Stop. Breathe. Think. The message said I have the skill, I must innately know what to do. It didn’t come with instructions, which is a bit rude. I must somehow know this, consciously or not. Unless the messages are total BS. I have to try. What would I do to summon something? I close my eyes. Calm. Think. Think about making an actual creature. What else should I picture? Making a creature somehow? Think infusing life. Concentrate.
I relax into it and start making a humming “Zzhhh” noise instinctually, a hissing through my teeth while growling very low. Something is telling me to do it. I let it happen. It’s supposed to. I open my eyes and point my finger. My fingertip is buzzing, charged. I point to the ground, and the air ripples, as if moving my hand through the surface of water.
“Life to live, mine to give,” I say. I have to. I don’t know why and I’m not even sure that’s my voice when I say it. I clench my hand into a fist and declare, “Satyr.”
The ground before me cracks. A mound pushes upwards, about to erupt.
I take a gut punch out of nowhere, drop to all fours, wheezing, to read the horrifying new text line:
Your vitality maximum has been lowered by 20%.
Crap, when I summon, it harms me somehow.
I look up. There’s a hoof, tapping. A goat hoof. Pale, gray fur up the leg to a white toga tied with a gold rope at the waist, a pan flute hanging on one side. I have summoned a Satyr! The embodiment of a party according to ancient Greeks, goat from the waist down, horned human from the waist up.

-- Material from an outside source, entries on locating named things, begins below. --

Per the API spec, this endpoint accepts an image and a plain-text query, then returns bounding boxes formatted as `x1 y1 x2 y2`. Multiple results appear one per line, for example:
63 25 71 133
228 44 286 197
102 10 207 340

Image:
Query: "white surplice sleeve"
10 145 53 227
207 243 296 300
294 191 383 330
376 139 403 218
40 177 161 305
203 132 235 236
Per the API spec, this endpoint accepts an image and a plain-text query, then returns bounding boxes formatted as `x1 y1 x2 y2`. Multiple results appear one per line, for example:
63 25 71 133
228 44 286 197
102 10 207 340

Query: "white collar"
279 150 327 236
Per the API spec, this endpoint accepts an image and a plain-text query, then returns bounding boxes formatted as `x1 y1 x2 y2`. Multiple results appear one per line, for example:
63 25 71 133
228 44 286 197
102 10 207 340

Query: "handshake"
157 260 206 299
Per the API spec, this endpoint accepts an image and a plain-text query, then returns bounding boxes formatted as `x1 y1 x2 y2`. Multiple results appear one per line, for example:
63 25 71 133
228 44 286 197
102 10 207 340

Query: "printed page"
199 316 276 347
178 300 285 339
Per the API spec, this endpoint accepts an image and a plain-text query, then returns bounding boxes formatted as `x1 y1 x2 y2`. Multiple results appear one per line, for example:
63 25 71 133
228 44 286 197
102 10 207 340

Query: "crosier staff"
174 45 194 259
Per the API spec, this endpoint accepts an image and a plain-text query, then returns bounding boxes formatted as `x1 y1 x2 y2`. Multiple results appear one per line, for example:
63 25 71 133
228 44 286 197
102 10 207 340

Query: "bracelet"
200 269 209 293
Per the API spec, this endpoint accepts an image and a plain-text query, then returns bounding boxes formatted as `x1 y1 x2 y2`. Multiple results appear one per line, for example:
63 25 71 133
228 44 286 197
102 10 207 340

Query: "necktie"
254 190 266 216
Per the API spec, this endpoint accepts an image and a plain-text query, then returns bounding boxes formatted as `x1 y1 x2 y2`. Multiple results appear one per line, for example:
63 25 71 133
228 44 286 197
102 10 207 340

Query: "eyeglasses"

That face is a school-aged girl, not a goat. She plants her very human hands on her hips. She’s staring down at me, an expression of mild disapproval, emphasized by that tapping goat hoof. She’s got tiny horns poking from under her silver hair.
I get up. She’s small, I’m guessing about four feet tall. I wipe the dirt from my hands. I check her out, up and down. Her eyes have these incredibly strange horizontal lines for pupils that take me back to a petting zoo.
“You’re a…”
“Satyr,” she nods.
I hold up my finger. “No, I meant, you’re a—”
“Satyr,” she interrupts.
“A girl,” I say. “You’re a girl. Satyrs are always boys.”
She narrows her eyes and shakes her head. “You’re the one who chose this form. Where do you think little satyrs come from? Is this always the way you introduce yourself to people? No, ‘Hi, how are you’? Am I going to have to teach you everything? So be it.”
She extends her hand. I reach out and take it. A half goat creature standing in front of me, I think to myself, dazed.
“Hi. I’m Sadie.” She shakes my hand. Then she leans toward me and whispers, “This is the part where you tell me your name.”